O fato era que Brok e Feen estavam em perigo, e eu de certa forma também poderia estar. Com as mãos sobre a boca e um olhar extremamente vazio, em direção ao papel de parede verde claro do cômodo, minha linha de raciocínio foi diminuindo. Eu sabia que algo estava errado, mas meu corpo não deixava eu sentir isso.

Continuava calma, apesar de querer abraçar todos os dilemas que cercavam-me.

Mas, porque tanta calma? Ainda mais em um lugar completamente desconhecido.

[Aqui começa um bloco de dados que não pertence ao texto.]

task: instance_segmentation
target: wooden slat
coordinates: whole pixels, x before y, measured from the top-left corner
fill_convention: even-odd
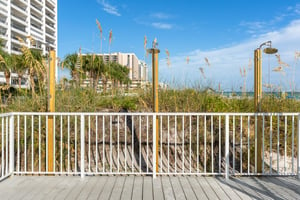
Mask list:
[[[153,185],[152,185],[152,177],[145,176],[144,184],[143,184],[143,199],[144,200],[152,200],[153,199]]]
[[[170,183],[170,178],[167,176],[162,176],[161,183],[165,199],[175,199],[172,185]]]
[[[245,194],[245,191],[235,184],[231,179],[226,180],[223,177],[216,177],[216,181],[227,193],[230,199],[250,200],[251,198]]]
[[[216,195],[215,191],[211,188],[211,186],[204,177],[198,177],[197,181],[201,185],[208,199],[218,199],[218,196]]]
[[[188,178],[190,178],[190,177],[188,177]],[[187,199],[197,199],[190,183],[187,180],[187,177],[181,176],[181,177],[179,177],[179,181],[181,183],[181,187],[185,193],[186,198]]]
[[[203,199],[203,200],[208,199],[205,192],[203,191],[201,185],[196,180],[196,178],[197,177],[191,176],[188,178],[188,181],[190,182],[191,188],[195,192],[197,199]]]
[[[88,182],[84,185],[82,190],[80,191],[80,194],[78,195],[78,199],[87,199],[90,192],[93,190],[93,187],[97,183],[98,177],[85,177],[85,179],[88,179]]]
[[[24,184],[22,189],[18,190],[18,192],[16,192],[16,195],[12,197],[12,199],[33,199],[35,194],[37,193],[37,191],[39,191],[40,189],[42,189],[42,187],[40,187],[41,185],[43,185],[43,178],[42,177],[29,177],[29,181],[31,182],[30,185],[28,184]]]
[[[98,181],[95,183],[95,186],[90,191],[90,194],[87,199],[98,199],[99,195],[101,194],[104,185],[108,180],[108,176],[97,176],[95,177]]]
[[[124,182],[121,199],[130,200],[132,198],[133,183],[134,183],[134,176],[127,176]]]
[[[142,199],[143,198],[143,177],[134,177],[132,199]]]
[[[224,190],[222,190],[222,188],[217,184],[214,177],[206,177],[205,179],[220,199],[228,199],[229,200],[229,197],[224,192]]]
[[[281,198],[287,198],[287,199],[297,199],[297,189],[293,190],[291,188],[288,188],[288,186],[282,182],[280,182],[276,177],[274,178],[269,178],[269,177],[262,177],[260,178],[261,182],[264,182],[265,184],[268,185],[268,188],[271,189],[272,192],[278,195],[278,197]]]
[[[110,199],[110,195],[111,195],[111,192],[112,192],[112,189],[115,185],[115,182],[116,182],[117,178],[115,176],[109,176],[108,177],[108,180],[106,182],[106,184],[104,185],[104,188],[99,196],[99,199]]]
[[[84,186],[89,182],[89,180],[90,179],[87,177],[84,179],[80,179],[79,177],[77,177],[77,179],[73,179],[72,181],[75,181],[76,184],[71,188],[65,199],[76,199],[80,195],[80,192],[84,188]]]
[[[294,177],[14,176],[0,199],[300,199]]]
[[[253,199],[265,199],[268,198],[268,196],[262,194],[262,192],[258,190],[262,190],[261,187],[257,188],[256,186],[253,186],[250,184],[250,178],[234,178],[232,179],[239,187],[241,187],[251,198]],[[269,199],[269,198],[268,198]]]
[[[154,199],[164,199],[161,177],[153,179],[153,197]]]
[[[177,176],[170,177],[170,182],[173,188],[173,193],[176,199],[186,199],[183,188]]]
[[[47,196],[51,196],[53,199],[65,199],[70,193],[73,187],[80,181],[79,177],[57,177],[57,185],[49,192]],[[45,183],[47,184],[47,182]],[[43,185],[43,187],[47,187]]]
[[[122,190],[124,187],[125,177],[119,176],[117,177],[114,188],[112,189],[110,199],[121,199]]]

— Com licença, Pandora. Você vai criar um buraco nesse sofá deste jeito. Venha respirar um pouco — dizia Eleonor pegando meu copo vazio e o segurando firme.

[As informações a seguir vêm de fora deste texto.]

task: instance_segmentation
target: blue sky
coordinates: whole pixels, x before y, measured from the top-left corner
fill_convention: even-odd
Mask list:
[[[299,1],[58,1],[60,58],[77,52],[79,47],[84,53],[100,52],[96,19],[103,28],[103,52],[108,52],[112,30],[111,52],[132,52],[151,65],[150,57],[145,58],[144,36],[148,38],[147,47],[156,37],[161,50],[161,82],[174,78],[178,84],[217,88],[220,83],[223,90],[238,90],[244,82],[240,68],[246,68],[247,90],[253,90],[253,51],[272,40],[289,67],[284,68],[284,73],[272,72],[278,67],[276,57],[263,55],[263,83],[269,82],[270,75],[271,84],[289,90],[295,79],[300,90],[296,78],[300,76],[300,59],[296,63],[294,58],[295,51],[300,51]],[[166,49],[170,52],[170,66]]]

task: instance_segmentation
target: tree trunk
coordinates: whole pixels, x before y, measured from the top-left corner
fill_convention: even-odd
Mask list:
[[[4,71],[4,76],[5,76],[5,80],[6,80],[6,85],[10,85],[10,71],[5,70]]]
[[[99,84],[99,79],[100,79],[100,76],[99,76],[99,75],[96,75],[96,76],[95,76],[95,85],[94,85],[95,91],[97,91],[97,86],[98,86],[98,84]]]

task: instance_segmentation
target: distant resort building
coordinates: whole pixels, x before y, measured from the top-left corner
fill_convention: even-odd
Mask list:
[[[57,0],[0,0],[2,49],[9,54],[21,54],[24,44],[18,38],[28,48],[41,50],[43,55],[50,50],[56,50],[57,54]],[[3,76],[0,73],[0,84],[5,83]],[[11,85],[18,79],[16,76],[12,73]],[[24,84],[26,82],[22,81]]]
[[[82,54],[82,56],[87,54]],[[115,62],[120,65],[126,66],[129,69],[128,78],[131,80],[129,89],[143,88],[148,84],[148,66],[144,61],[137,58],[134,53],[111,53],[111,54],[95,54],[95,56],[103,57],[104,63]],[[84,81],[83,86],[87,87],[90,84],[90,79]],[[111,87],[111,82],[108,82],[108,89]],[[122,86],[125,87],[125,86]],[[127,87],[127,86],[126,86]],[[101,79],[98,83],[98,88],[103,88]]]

— Eu... tudo bem. Vamos sim.

Levantei apressada e a segui para um pequeno corredor que levava para a cozinha. Na parede deste local também havia outro desenho de giz, do mesmo garotinho triste. Entrando na cozinha, notei logo de cara duas grandes janelas acima dos armários e balcões que davam para os jardins do casarão. O lugar grande e muito bem arrumado possuía um leve cheiro de chá. O jogo de cozinha era revestido de madeira antiga, porém bem cuidados e juntos ocupavam uma parede inteira. Em cima dos balcões repousavam alguns conjuntos de xícaras com estampas delicadas junto a um bule de porcelana.

No centro, uma mesa retangular com oito cadeiras em volta, perfeitamente alinhadas para de baixo dela. E em cima, um pano de mesa rosado com bolinhas brancas. Ao lado dos balcões de madeira havia um balcão feito por tijolinhos e em sua superfície era decorado por jarros de flores amarelas e brancas e porta retratos das crianças no jardim ao lado de Joice. A pia feita de pedra rústica sem nenhuma louça e o fogão a lenha logo ao lado que se conectava com o balcão de tijolos transformava aquela cozinha na mais antiga e bonita que já tinha visto.

— Não repare na bagunça. Pensamos que você iria acordar mais tarde, então nem passei pano em nada.

— É lindo. Muito lindo esta casa, você que limpa tudo? — perguntei olhando todos os detalhes da decoração.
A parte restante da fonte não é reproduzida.